IEICE TRANSACTIONS on Information and Systems   Vol.E90-D   No.11   pp.1841-1852
Publication Date: 2007/11/01
Online ISSN: 1745-1361
DOI: 10.1093/ietisy/e90-d.11.1841
Print ISSN: 0916-8532
Type of Manuscript: PAPER
Category: Natural Language Processing
Cross Language Question Answering,  Indonesian-English CLQA,  limited resource language,  machine learning,  

Full Text: PDF>>
Buy this Article

We have built a CLQA (Cross Language Question Answering) system for a source language with limited data resources (e.g. Indonesian) using a machine learning approach. The CLQA system consists of four modules: question analyzer, keyword translator, passage retriever and answer finder. We used machine learning in two modules, the question classifier (part of the question analyzer) and the answer finder.
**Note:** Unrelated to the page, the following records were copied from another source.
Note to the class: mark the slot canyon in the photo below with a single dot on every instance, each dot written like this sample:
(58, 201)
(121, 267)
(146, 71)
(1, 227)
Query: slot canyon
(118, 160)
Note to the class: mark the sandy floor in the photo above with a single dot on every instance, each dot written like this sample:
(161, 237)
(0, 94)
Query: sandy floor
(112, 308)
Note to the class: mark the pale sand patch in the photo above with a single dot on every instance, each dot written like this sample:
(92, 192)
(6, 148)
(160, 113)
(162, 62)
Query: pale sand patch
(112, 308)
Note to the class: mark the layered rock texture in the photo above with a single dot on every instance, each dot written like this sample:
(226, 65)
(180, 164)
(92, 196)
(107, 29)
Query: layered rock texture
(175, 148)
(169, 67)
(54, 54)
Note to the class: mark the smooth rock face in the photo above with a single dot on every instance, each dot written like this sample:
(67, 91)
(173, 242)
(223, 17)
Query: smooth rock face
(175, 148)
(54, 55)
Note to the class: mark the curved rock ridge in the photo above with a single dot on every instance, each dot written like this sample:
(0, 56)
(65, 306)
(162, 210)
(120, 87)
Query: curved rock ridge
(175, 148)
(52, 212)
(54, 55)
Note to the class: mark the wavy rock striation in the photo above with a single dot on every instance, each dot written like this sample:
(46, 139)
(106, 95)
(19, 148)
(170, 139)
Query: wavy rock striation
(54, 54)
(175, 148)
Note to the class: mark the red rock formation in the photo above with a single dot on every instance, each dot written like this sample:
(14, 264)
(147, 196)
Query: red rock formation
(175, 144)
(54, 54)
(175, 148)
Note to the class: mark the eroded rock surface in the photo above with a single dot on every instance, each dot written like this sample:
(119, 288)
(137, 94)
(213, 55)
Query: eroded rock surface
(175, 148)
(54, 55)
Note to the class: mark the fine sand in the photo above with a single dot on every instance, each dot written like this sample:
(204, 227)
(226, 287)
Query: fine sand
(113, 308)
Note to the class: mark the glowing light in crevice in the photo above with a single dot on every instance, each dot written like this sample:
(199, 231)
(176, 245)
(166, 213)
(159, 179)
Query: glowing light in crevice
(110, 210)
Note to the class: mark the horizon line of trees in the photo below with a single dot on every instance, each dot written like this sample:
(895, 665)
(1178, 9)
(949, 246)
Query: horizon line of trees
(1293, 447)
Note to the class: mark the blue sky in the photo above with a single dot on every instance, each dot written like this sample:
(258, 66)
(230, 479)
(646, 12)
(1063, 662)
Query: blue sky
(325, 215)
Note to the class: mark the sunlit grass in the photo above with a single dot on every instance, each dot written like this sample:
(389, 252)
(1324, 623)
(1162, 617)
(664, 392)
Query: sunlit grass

In the question classifier, we classify the EAT (Expected Answer Type) of a question by using SVM (Support Vector Machine) method. Features for the classification module are basically the output of our shallow question parsing module. To improve the classification score, we use statistical information extracted from our Indonesian corpus. In the answer finder module, using an approach different from the common approach in which answer is located by matching the named entity of the word corpus with the EAT of question, we locate the answer by text chunking the word corpus. The features for the SVM based text chunking process consist of question features, word corpus features and similarity scores between the word corpus and the question keyword. In this way, we eliminate the named entity tagging process for the target document. As for the keyword translator module, we use an Indonesian-English dictionary to translate Indonesian keywords into English. We also use some simple patterns to transform some borrowed English words. The keywords are then combined in boolean queries in order to retrieve relevant passages using IDF scores. We first conducted an experiment using 2,837 questions (about 10% are used as the test data) obtained from 18 Indonesian college students. We next conducted a similar experiment using the NTCIR (NII Test Collection for IR Systems) 2005 CLQA task by translating the English questions into Indonesian. Compared to the Japanese-English and Chinese-English CLQA results in the NTCIR 2005, we found that our system is superior to others except for one system that uses a high data resource employing 3 dictionaries. Further, a rough comparison with two other Indonesian-English CLQA systems revealed that our system achieved higher accuracy score.